The problem for pay TV companies, analysts say, isn’t necessarily that current subscribers are abandoning ship, although that’s something to watch. It’s that the number of households in America is increasing, but new households aren’t signing up for TV services -- cord-nevers, rather than cord-cutters.

Don't Cry for Comcast

Providers aren’t being caught with their pants down, though. Cable companies like Comcast and Time Warner Cable don’t just offer TV -- they are major providers of high-speed internet. Comcast now has more broadband customers than TV subscribers. As customers shift to internet-only services, those companies will simply charge more for broadband.

AT&T, which had previously provided TV through its AT&T U-verse service, made its own big move this year by swallowing satellite company DirecTV in July. Satellite companies are more vulnerable to cord-cutting because their internet service offerings are, comparatively speaking, anemic.

But AT&T CEO Randall Stephenson told investors at a conference in New York Tuesday his company plans to introduce a new streaming product that delivers a full TV package to mobile devices via the AT&T network in the next 30 days, having spent the last several months renegotiating agreements with various networks for the rights to on-demand episodes that can be streamed via mobile network.

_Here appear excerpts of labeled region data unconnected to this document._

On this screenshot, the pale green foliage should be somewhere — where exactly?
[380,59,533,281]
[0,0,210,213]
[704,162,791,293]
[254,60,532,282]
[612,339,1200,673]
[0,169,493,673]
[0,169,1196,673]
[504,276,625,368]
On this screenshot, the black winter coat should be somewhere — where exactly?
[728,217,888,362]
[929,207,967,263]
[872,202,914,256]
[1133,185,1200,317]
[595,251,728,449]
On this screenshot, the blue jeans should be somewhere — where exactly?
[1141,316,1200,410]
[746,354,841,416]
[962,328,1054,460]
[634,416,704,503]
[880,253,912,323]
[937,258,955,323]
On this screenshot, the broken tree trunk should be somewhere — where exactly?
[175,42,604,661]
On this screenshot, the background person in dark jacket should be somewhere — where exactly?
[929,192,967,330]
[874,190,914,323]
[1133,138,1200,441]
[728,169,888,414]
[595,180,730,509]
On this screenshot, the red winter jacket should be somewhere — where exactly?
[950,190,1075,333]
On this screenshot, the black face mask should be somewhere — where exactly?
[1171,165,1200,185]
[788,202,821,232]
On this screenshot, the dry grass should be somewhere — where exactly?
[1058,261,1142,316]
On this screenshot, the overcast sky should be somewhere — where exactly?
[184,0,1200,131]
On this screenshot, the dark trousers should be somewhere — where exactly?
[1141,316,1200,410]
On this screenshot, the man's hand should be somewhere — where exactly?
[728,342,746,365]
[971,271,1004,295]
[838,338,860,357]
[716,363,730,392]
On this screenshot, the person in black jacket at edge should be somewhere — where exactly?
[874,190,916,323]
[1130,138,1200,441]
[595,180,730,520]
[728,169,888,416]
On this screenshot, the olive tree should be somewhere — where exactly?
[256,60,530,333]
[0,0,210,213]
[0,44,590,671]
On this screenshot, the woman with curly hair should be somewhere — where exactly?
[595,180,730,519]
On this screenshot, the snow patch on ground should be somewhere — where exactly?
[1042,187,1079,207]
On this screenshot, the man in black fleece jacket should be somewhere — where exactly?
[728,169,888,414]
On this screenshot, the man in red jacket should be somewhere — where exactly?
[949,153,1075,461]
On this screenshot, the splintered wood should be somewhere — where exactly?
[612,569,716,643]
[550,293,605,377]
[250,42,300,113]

One of the more attractive elements of this TV-via-mobile package would be the ability to stream NFL Sunday Ticket, which allows viewers to watch every NFL game in the country (for an extra $239 per year, at minimum). Sunday Ticket is exclusive to DirecTV, and was considered so crucial to the merger, AT&T made DirecTV’s Sunday Ticket deal renewal with the NFL -- and the extension of streaming rights via mobile in addition to broadband -- a condition of the sale.

Dishing It Out

While DirecTV now lies within the cozy embrace of telco, possibly insulating it from further harm, satellite competitor Dish Network has been left in the cold, despite rumors of one mobile company (Verizon) or another (T-Mobile) sniffing around.

Dish has offered its own TV-via-the-internet service, Sling TV, since February. Sling won’t release its subscriber numbers, but analysts estimate 500,000 subscribers use the service. The potential bad news is those same analysts are seeing a slowdown in the number of people signing up. That could just be a seasonal hiccup -- after all, cable subscription levels rise and fall on a seasonal basis -- or indicate the product needs some tweaking. Regardless, 500,000 people who probably wouldn’t have paid for cable anyway forking over a minimum of $20 per month (depending on how many additional channels involved) is hardly a bad thing. And either way, Dish gets paid.

Pay TV is dead. Long live pay TV-through-the-internet.